Rather, when you hold a banquet,
invite the poor, the crippled, the lame, the blind;
blessed indeed will you be because of their inability to repay you.
For you will be repaid at the resurrection of the righteous.”
Such guests—the poor, crippled, lame, and blind—are clearly people of a lower social status than the host. To associate with such is to dishonor one’s own status. One’s social equals will then shun future invitations, and a host of means will be socially ruined.
Jesus, however, paints another picture of “true” honor. It is not human judgment, the return invitation, that determines honor. God determines true honor, and at the resurrection of the righteous, God personally will reward and honor the host who has been gracious to those unable to return an invitation.
Jesus echoes the First Reading, from Sirach:
My child, conduct your affairs with humility,
and you will be loved more than a giver of gifts.
Humble yourself the more, the greater you are,
and you will find favor with God.
Humility is the virtue by which we acknowledge our status before God: we are “the poor, the crippled, the lame, the blind” who come to God’s table because of God’s invitation and generosity.
God, in the person of Jesus (see Lk 14:8), is inviting all people to the messianic feast. The only way to respond to this invitation is to renounce any claim or merit of one’s own.

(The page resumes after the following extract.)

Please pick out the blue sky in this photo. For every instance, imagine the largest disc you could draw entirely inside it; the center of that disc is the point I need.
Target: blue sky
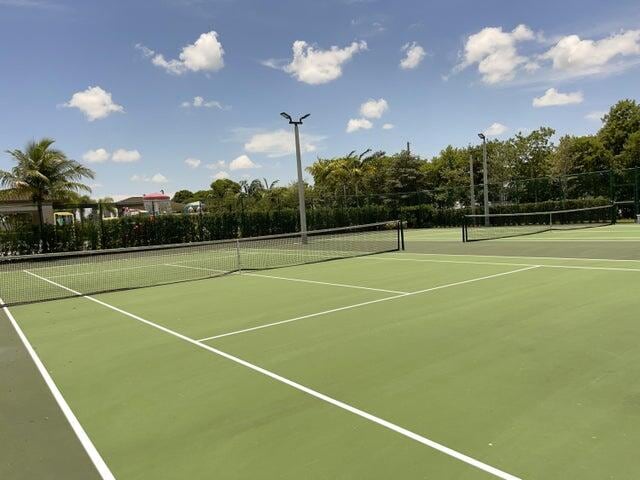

The Pharisees expected the best seats as a reward for keeping the Torah, but, like the outcast, they have to learn that salvation has to be accepted as an unmerited gift—exactly as Sirach proclaims in the first reading.
Today’s liturgy challenges us to a different lifestyle, one based on forgiveness, love and faith, humble living, the following of Jesus, who is gentle and lowly of heart, peacemaking and suffering persecution, and service of others. It is responding to the challenge of living a shared personhood or shared self with others in the “God who has made a home for the poor.”
 Katrin de Guia, Kapwa: The Self in the Other: Worldviews and Lifestyles of Filipino Culture-Bearers (Pasig City: Anvil Publishing, Inc. 2005), 378.